We know we said we wouldn’t, our children said we shouldn’t and our friends said we couldn’t, but we moved again anyway! This was number 13 in nearly 52 years of marriage. That’s an average of four years living in each apartment or house, which doesn’t sound very long even though we stayed in the home where we raised our four children for more than 12 years.

Admittedly, moving is never easy especially this time at our age even though it was just six houses down the same street. That’s right, six houses! But that didn’t make it that much easier. It was still a move! And we’ve got a garage half full of extra stuff even though we tried to give some things to our children — but as you probably know, our kids don’t want our keep sakes – and the rest went to, or is going to, charities, an auction house, a garage sale and into our new attic.

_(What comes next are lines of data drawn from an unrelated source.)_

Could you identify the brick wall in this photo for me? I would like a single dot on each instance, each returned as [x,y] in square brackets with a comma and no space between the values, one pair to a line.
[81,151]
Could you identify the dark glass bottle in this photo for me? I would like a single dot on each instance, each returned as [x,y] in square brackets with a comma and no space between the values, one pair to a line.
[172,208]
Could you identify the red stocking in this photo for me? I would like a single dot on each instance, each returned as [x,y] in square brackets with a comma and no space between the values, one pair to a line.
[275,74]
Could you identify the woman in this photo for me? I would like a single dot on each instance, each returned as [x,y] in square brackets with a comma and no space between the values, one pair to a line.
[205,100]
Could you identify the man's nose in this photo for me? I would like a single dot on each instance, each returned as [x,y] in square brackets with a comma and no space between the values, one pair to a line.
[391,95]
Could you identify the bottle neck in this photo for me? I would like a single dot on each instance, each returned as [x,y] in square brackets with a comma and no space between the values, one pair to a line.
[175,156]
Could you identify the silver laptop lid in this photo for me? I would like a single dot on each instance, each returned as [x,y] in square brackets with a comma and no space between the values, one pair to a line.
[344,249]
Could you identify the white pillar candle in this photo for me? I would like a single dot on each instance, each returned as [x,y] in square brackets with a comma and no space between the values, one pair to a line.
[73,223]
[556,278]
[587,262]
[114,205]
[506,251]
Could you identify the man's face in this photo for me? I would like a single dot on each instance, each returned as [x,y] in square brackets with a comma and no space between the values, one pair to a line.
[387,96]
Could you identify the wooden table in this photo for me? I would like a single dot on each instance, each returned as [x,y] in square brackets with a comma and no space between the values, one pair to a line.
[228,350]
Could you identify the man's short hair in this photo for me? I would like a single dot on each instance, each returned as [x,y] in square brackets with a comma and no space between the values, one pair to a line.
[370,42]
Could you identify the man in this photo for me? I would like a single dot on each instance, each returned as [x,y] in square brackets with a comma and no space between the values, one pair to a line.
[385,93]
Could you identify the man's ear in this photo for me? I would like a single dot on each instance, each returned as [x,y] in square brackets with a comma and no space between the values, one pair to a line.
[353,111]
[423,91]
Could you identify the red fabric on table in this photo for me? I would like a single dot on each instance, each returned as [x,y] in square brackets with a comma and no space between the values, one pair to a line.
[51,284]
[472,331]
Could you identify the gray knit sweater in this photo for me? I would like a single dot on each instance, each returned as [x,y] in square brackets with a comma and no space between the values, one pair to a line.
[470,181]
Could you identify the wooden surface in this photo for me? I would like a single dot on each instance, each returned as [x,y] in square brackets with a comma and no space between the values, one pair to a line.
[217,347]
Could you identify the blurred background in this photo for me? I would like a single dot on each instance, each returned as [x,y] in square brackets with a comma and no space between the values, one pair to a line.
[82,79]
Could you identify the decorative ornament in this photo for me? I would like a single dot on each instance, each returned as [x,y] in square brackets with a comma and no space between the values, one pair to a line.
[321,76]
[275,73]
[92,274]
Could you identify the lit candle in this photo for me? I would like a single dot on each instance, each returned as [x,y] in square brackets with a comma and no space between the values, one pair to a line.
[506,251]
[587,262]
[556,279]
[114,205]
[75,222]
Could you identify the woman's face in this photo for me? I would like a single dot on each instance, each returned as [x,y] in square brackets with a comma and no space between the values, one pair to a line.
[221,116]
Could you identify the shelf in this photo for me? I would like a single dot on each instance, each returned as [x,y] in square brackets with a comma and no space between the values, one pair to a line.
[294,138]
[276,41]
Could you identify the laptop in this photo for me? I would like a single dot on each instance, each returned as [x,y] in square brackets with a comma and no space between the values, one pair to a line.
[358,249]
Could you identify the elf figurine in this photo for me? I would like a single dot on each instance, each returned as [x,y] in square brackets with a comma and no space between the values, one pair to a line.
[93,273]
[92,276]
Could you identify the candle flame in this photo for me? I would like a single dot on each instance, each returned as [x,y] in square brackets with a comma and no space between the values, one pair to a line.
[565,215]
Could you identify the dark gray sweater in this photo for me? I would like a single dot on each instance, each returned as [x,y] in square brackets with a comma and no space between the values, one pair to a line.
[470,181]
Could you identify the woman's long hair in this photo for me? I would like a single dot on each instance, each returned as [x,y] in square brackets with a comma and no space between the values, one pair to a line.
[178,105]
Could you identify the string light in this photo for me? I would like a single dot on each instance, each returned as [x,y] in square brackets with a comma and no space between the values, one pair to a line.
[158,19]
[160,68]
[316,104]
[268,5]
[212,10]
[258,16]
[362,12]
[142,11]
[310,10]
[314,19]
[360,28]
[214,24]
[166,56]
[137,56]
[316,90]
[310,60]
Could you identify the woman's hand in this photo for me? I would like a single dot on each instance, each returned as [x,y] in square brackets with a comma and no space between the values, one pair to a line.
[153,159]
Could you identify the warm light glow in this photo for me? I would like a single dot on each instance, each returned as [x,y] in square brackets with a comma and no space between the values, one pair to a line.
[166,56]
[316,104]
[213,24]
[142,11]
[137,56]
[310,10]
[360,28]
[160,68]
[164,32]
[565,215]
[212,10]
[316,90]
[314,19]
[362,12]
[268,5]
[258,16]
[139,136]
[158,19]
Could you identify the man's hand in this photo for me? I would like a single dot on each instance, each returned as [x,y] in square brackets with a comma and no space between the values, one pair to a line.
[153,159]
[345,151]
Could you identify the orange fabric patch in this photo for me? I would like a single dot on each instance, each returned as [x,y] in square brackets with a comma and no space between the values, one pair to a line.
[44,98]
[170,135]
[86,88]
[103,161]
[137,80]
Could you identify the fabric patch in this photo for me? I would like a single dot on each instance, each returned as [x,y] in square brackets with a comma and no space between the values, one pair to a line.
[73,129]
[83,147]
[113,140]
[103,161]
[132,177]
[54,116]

Among the many so-called “treasures” I ran across during the move was a display case containing medals I won in the annual NISBOVA (Northern Indiana School Band, Orchestra, Vocal Association) solo and ensemble contests at both local and state levels. The case also held the emblem off my band hat from Central Catholic High School (CCHS). The school, on the corner of Lewis and Clinton streets in downtown Fort Wayne, was closed in 1972 and eventually torn down.

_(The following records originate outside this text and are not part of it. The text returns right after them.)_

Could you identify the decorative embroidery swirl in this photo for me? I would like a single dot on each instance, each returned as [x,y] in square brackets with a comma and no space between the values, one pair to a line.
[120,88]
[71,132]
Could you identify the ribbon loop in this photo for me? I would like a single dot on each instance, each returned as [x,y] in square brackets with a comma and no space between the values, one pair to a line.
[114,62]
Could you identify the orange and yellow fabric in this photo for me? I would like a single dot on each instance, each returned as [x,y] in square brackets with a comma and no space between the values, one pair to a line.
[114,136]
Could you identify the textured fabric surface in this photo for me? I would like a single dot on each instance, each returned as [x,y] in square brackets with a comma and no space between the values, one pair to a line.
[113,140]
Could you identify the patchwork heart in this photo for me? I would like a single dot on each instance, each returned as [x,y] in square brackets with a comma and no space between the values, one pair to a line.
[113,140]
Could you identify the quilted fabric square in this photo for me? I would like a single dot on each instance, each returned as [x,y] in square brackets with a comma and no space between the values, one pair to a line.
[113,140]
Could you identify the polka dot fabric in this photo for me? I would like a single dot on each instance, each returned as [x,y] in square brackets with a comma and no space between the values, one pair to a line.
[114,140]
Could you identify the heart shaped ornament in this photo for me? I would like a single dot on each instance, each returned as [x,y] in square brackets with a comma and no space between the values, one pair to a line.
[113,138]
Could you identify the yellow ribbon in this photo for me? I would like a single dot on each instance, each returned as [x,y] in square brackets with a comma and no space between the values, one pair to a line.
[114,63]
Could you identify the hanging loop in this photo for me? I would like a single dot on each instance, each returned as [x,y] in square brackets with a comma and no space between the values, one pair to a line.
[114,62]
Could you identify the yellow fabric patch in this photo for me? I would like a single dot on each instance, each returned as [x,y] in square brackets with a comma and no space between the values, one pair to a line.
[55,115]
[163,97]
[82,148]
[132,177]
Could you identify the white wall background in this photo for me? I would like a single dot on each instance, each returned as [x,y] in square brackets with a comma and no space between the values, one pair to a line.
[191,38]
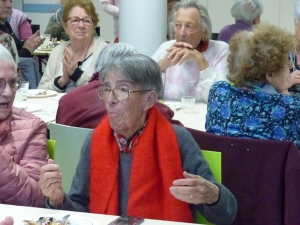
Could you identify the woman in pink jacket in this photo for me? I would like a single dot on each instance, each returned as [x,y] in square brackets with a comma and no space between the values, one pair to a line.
[22,143]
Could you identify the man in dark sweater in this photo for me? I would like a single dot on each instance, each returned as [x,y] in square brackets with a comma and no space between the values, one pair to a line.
[25,48]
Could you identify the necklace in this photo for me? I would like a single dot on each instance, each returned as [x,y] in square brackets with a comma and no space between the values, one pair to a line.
[85,54]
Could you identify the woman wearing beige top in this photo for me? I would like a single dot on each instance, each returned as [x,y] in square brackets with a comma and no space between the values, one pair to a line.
[71,63]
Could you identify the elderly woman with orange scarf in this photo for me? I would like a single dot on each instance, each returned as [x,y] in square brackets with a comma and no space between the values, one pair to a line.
[135,162]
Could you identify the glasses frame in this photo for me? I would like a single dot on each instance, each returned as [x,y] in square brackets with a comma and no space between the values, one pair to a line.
[18,83]
[129,92]
[80,20]
[185,27]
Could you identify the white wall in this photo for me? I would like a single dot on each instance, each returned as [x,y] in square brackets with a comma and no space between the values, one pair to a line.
[278,12]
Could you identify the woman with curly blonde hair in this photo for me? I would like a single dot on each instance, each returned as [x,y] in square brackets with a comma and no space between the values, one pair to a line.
[256,104]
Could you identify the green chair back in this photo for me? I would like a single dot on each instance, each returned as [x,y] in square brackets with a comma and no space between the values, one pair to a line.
[51,145]
[214,159]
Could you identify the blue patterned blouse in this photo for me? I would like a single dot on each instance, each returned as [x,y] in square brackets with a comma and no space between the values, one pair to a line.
[236,112]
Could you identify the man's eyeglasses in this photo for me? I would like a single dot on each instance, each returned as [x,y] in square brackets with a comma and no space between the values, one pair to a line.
[14,83]
[189,28]
[120,93]
[87,21]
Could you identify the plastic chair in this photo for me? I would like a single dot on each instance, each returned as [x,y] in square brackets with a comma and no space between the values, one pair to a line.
[51,145]
[69,141]
[214,159]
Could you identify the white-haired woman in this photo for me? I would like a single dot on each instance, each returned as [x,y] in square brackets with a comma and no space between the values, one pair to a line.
[246,13]
[192,62]
[22,142]
[135,162]
[294,56]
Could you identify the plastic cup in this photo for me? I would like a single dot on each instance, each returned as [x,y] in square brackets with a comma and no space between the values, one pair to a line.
[47,40]
[188,103]
[24,89]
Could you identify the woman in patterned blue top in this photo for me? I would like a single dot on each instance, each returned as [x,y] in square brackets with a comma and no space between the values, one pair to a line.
[256,104]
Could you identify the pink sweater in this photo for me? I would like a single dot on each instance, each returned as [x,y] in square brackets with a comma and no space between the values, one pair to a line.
[22,154]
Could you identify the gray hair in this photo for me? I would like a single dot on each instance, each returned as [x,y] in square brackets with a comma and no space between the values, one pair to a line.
[204,19]
[6,57]
[297,12]
[111,51]
[138,68]
[247,10]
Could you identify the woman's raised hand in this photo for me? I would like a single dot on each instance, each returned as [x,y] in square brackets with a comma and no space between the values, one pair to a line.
[195,190]
[51,183]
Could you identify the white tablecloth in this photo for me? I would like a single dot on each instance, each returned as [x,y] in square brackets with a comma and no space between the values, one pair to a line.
[20,213]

Both Mary Lou (Thieme) Morris and I were members of the CCHS Band and now play in the Fort Wayne Area Community Band (FWACB). But after talking with her following a recent Community Band rehearsal, I was both surprised and then felt sort of like a petty thief whose crime had caught up with him.

Mary Lou took on the enormous task of creating a collection of artifacts from the CCHS Band and they are now showcased at Bishop Dwenger High School. She and a few others, including several donors, amassed an impressive display of band memorabilia, i.e. uniforms, banners, drum major and majorette paraphernalia, batons, medals, etc. But the collection includes only two white band hats from all the many young musicians who marched and played in that high school “Fighting Irish” band. And one of those hats just recently found is mine, Mary Lou told me! My name is lettered inside it, but it’s missing its emblem, she related.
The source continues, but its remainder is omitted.